Она отошла к двери, постояла несколько секунд с закрытыми глазами – и вдруг легко прыгнула и опустилась на пуховую подушку левой ногой. Замерла на несколько мгновений. Встала на правую, согнув левую в колене.
Михаил Любимович перевел взгляд с ноги на подушку, на которой не осталось даже намека на вмятину.
— Боже, — прошептал он. – Но это же не я…
— Вы, — сказала Анна. – Все – вы. Я – это уже вы и только вы. Потому и я, что вы. Письмо я действительно сожгу и читать не буду. Не хочу. – Она взяла его за руку. – Пойдем чай пить, а то перекипит. И тихонько, Миша, не разбуди малыша: он спит. А на лбу у него мотылек спит. Крошечный, золотой… как звездочка… Куда ж тебе уезжать после всего этого? Некуда.
— Тупик, значит, — пробормотал Старцев, едва выдерживая взгляд улыбающейся Анны. – Мотылек…
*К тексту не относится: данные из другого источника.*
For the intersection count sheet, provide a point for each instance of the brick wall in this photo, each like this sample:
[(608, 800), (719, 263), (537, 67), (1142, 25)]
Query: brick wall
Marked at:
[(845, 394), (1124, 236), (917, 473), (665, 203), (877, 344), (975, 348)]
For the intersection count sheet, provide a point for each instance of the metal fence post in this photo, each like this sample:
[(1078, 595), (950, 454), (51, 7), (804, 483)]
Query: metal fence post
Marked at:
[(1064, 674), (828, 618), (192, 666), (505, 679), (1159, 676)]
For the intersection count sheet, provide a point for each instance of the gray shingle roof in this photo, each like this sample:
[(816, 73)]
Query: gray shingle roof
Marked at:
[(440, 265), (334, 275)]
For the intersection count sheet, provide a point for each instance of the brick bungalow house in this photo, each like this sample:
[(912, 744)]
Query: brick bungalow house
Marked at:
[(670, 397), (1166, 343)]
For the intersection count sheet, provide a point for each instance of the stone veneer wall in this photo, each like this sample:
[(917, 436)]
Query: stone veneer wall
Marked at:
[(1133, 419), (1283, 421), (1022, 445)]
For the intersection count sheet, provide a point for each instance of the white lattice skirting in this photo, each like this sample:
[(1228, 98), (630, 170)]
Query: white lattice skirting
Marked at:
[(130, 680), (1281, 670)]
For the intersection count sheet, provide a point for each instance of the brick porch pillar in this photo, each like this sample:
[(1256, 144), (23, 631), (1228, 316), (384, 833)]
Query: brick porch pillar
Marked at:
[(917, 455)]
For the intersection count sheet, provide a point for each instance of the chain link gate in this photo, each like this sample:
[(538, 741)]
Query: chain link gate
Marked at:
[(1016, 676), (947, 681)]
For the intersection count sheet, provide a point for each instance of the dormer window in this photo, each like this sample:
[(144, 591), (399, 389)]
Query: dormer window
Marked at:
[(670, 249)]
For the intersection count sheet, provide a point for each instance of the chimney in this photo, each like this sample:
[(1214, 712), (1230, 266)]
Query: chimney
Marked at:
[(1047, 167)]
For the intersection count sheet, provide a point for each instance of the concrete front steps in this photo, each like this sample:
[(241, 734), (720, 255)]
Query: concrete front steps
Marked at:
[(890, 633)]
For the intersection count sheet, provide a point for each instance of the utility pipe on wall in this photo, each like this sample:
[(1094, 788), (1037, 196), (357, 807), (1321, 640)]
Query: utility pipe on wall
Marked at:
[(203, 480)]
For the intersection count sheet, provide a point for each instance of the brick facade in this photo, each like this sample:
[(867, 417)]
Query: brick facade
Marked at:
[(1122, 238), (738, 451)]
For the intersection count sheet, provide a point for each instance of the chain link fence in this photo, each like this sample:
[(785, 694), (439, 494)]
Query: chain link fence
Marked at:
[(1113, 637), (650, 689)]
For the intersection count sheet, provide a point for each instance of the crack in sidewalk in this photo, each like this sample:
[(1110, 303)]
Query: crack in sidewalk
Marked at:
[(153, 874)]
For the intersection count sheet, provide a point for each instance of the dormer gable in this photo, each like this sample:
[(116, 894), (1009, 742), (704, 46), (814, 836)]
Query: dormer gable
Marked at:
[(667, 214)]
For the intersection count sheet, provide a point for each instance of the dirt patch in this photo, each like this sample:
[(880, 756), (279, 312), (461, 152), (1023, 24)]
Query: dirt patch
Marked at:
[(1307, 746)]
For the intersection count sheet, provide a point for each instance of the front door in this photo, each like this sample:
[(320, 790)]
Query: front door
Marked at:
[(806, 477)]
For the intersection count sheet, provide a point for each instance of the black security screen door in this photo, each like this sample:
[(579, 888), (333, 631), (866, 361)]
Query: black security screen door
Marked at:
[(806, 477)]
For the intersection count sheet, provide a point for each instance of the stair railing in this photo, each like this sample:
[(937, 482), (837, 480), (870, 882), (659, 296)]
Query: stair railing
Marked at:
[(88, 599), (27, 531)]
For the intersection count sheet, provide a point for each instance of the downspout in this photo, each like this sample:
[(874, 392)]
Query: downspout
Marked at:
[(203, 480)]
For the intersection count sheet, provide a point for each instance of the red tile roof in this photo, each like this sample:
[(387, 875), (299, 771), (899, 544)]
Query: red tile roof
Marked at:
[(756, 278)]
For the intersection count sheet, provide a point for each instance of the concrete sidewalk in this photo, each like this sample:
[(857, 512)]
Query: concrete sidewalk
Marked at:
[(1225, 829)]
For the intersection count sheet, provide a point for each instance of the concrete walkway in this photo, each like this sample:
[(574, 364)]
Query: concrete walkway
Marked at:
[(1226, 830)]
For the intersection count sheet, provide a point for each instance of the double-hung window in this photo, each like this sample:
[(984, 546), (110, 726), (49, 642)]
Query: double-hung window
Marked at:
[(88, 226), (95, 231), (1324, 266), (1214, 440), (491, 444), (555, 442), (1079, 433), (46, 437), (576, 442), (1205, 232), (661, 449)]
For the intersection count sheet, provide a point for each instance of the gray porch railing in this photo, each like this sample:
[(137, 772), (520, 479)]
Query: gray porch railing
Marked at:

— Нет, тут дверь — не споткнись о порог.
И еще раз посмотрев на подушку, светившуюся белизной на полу, он на цыпочках последовал за Анной в кухню, где уже вовсю бушевал чайник.
— А что у тебя за фокус с подушкой? – осторожно поинтересовался Старцев, пригубив чаю. – Ни в жизнь бы не поверил, если б сам не видел.
— Я есть то, что у меня есть: душа. – Анна покраснела от смущения. – Вы только не пугайтесь, пожалуйста, ведь я и сама не знаю, где она находится, душа эта. Честное слово.
Михаил Любимович внимательно посмотрел на нее и едва-едва удержался от улыбки: уж он-то с полувздоха мог отличить ложь от правды. Тем более – первую ложь в жизни Анны Ионовны Свинцеревой.